Le « nous » est une invitation à créer des collectifs et le point d’interrogation à se questionner sur l’existant et le changement. On l’a traduit en anglais par Game changing : il y a deux types de jeux : A et B. Le Game A est le plus commun. On a l’illusion de gagner à court terme, in fine on perd tous. Le Game B c’est celui où on apprend à jouer indéfiniment en coopérant pour que tout le monde soit gagnant-gagnant et en particulier les générations futures.

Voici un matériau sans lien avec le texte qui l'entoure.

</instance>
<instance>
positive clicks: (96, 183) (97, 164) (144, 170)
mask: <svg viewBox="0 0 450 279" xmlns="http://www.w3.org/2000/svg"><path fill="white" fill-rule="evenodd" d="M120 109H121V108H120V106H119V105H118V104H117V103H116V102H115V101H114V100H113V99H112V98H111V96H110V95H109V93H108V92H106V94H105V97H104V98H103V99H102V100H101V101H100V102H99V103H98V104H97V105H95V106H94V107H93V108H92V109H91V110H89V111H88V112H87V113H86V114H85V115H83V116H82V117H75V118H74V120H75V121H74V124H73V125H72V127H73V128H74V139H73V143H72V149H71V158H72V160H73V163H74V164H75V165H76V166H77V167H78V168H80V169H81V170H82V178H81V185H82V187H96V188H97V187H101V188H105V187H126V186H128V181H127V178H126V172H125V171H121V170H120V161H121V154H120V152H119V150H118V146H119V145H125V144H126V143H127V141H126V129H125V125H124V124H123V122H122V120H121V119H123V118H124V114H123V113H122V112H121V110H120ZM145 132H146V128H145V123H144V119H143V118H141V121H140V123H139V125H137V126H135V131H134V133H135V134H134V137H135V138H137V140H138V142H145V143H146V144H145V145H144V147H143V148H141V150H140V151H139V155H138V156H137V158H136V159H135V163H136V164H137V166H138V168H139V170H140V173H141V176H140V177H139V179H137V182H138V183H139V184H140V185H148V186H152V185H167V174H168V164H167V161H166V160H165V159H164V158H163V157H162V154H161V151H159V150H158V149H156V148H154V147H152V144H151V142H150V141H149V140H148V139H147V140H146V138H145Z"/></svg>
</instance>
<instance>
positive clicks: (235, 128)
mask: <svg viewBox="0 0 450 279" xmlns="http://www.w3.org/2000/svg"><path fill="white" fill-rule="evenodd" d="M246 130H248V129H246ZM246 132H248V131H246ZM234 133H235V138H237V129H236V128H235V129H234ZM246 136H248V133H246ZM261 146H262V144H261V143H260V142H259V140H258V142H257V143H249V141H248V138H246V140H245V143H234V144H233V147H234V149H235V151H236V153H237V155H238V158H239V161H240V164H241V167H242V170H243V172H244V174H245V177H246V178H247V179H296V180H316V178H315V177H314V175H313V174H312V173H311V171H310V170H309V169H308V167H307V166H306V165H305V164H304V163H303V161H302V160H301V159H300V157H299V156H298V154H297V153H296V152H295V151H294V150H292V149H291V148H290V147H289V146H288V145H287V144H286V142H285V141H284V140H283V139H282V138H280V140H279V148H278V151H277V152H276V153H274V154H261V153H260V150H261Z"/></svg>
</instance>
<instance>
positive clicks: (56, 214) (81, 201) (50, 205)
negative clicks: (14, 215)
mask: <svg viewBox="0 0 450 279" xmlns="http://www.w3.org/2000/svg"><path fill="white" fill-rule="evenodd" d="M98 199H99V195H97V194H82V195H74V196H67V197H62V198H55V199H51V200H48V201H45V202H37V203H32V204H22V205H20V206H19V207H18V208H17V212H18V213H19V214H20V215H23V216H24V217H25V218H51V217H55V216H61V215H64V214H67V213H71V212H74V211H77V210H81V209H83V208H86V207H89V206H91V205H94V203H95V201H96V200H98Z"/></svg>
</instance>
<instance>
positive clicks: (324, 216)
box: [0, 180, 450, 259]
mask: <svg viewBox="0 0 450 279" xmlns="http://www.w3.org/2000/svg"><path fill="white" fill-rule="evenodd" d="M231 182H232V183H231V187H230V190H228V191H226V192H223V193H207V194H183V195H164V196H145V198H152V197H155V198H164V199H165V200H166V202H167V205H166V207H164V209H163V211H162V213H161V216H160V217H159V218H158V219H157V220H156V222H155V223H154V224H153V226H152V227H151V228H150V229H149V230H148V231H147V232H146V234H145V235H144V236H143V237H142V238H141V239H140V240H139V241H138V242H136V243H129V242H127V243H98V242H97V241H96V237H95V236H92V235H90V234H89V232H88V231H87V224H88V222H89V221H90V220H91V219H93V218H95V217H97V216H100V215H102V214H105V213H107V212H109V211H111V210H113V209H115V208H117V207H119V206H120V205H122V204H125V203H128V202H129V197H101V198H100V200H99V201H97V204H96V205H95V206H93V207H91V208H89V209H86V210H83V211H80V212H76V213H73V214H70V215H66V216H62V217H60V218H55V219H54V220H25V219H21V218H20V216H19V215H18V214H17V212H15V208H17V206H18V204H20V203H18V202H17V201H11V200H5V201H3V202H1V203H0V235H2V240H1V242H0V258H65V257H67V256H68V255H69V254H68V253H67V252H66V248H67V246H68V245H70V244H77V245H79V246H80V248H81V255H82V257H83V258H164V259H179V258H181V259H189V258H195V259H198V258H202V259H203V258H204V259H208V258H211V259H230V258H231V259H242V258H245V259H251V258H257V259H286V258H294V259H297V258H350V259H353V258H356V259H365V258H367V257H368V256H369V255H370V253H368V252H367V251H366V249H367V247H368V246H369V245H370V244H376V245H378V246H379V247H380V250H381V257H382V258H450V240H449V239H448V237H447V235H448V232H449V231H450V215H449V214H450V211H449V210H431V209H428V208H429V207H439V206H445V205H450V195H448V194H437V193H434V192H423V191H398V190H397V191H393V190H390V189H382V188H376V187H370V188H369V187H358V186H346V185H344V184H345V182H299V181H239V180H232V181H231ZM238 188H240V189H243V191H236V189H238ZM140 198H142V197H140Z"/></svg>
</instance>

Le Learning Planet Institute forme des gens à comprendre le système pour le transformer, des game changers.
Les grands défis sont l’apprentissage, l’intelligence collective et l’amélioration des institutions. Êtes-vous optimiste ?
Je me qualifie de « mélioriste ». Un mélioriste se dit qu’il peut contribuer à améliorer les choses et qu’indépendamment de la trajectoire globale, il a fait ce qu’il a pu. Si tous les mélioristes se tiennent la main, on peut en faire des choses. Historiquement, nous ne coopérons qu’en faveur de notre intérêt individuel alors je propose que nous passions du « je » au « nous », en incluant tous les êtres vivants. Pour s’en sortir, il faut stopper les logiques d’exploitation et les attitudes prédatrices. Des valeurs invariables existent chez l’humain : au-delà de la liberté, pour moi ce sont le care et le fair. Nous ne survivrions pas à la naissance sans quelqu’un pour s’occuper de nous. Et bien-sûr, il faut être équitable. Si les deux valeurs sont présentes, je peux être optimiste. Cette vision peut sembler utopiste mais on en est capable et c’est le meilleur des scénarii possibles.
* François Taddei, Et si nous ?, Éd. Calmann-Levy, 2022
Pour en savoir plus sur le Learning Planet Institute :
Né du CRI, fondé en 2006 par François Taddei et Ariel Lindner autour de l’interdisciplinarité, le Learning Planet Institute associe recherche, pédagogie et technologie pour accompagner tout un chacun à construire une société apprenante et un monde plus durable. Donnant les moyens d’affronter les problématiques sociétales et environnementales de notre temps, il pousse à la coopération en faisant appel à l’intelligence collective.